In Woman of the Hour, which tells a true story from the 1970s, Kendrick’s character senses that a man she meets (Daniel Zovatto) is definitely not all right; in fact, he’s a serial rapist and murderer in the midst of a 10-year spree. The tense nighttime walk she takes across an empty parking lot, with him following – every woman will recognize that fear. At the film’s end, we learn that dozens of women over those years reported suspicions about him to the police, and were ignored. (Netflix acquired the film at TIFF for US$11-million, but hasn’t announced a release plan.)
Domont set Fair Play in the hyper-male world of high finance, “where #MeToo never hit; it went straight to becoming a joke to sneer at,” she said in a separate TIFF interview. “The margin of error for women in those worlds is paper thin. If you don’t go to the strip bar you’re stuck up; if you do go you’re too wild.”
She’s worked in that environment: On Ballers, she was the only woman in the writers’ room, and the first female director of an episode. “So yeah,” she says, with an acid laugh, “I definitely felt like I needed to act like a guy to be included.”
And she’s dated in it: “When I started to have success in commercials and television, my success didn’t feel like a win – it felt like a loss, because the men I was dating were threatened by me on some level.
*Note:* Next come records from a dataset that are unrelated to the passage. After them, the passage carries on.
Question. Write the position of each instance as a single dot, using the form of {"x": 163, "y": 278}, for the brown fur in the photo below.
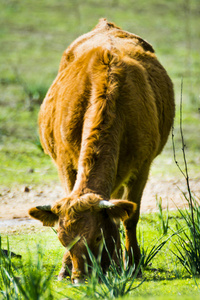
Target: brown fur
{"x": 105, "y": 118}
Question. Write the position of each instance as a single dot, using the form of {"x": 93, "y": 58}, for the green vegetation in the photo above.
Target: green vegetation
{"x": 33, "y": 36}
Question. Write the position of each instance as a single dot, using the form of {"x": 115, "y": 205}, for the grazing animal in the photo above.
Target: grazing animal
{"x": 105, "y": 118}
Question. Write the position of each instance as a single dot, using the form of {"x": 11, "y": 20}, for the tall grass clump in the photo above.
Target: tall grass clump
{"x": 24, "y": 281}
{"x": 118, "y": 281}
{"x": 188, "y": 242}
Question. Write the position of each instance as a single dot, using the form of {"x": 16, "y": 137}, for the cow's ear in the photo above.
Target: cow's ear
{"x": 121, "y": 209}
{"x": 44, "y": 214}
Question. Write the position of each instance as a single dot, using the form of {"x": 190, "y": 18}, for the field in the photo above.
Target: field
{"x": 33, "y": 35}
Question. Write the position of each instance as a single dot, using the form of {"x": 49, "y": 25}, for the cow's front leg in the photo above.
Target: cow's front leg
{"x": 66, "y": 266}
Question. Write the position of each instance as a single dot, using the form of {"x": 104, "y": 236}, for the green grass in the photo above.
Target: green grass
{"x": 33, "y": 36}
{"x": 164, "y": 278}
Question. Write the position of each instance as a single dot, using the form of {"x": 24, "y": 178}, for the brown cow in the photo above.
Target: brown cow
{"x": 105, "y": 118}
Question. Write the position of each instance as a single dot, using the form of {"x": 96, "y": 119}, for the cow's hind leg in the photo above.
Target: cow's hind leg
{"x": 133, "y": 193}
{"x": 66, "y": 266}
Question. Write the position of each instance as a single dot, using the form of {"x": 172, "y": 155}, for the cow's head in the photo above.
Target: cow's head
{"x": 88, "y": 219}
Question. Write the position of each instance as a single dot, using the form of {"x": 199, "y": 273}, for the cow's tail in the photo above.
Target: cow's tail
{"x": 107, "y": 76}
{"x": 102, "y": 127}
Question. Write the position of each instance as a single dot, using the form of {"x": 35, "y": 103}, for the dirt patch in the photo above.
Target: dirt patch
{"x": 15, "y": 202}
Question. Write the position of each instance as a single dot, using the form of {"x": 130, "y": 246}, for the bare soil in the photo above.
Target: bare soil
{"x": 15, "y": 202}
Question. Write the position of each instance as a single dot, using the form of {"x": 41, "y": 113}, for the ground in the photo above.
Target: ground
{"x": 15, "y": 202}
Sometimes it was subtle, sometimes explicit. But always present, and not going away. I wanted to put that feeling into a story, and be as ruthless with the execution as the subject matter itself.” (Fair Play lands in theatres Sept. 29, and on Netflix Oct. 6.)
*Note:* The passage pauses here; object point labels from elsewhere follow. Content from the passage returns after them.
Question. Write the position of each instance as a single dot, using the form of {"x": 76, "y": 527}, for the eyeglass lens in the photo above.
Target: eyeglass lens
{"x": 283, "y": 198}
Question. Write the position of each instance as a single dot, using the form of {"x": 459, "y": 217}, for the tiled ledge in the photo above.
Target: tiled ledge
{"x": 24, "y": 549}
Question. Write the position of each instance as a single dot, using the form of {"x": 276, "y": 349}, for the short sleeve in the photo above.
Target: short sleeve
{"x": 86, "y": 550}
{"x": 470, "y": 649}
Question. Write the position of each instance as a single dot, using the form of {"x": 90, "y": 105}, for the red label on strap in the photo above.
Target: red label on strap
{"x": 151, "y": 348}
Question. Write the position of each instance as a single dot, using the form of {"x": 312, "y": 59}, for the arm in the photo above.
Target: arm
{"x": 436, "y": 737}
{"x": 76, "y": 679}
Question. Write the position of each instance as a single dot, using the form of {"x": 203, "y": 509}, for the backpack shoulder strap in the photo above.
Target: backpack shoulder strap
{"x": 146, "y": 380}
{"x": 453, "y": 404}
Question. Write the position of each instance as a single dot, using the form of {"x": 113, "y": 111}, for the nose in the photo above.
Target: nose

Dynevor’s character, Emily, begins Fair Play in a loving relationship with her colleague, Luke (Alden Ehrenreich). But when she’s promoted over him, his feeling that he’s been unmanned turns toxic.
“These ingrained power dynamics still have a hold over us, even in a progressive relationship,” Domont says. “Luke adores Emily because she’s a killer, but he also can’t help but feel threatened by it, because of ideas of masculinity that were instilled in him as a kid. We still raise boys to believe that masculinity is an identity, and success is a zero-sum game. I wanted to show that there are a lot of men caught in the middle, who feel left behind. Given our climate with cancel culture, men are afraid to even talk through it. So you get these passive-aggressive comments, subtle and not so subtle insults.”
Green’s film asks similar questions. “If we permit certain words to be said or behaviours to occur, what will happen next?” she says. “If they get away with x, what about y? When do we stop them? What behaviours are entry points to sexual abuse and assault, and how do we stop it before it gets there?
“That’s the conversation I want men and women to have: How can we never let it get there? How can we make sure that everyone is allowed to say, ‘It’s not a joke. It’s not okay”?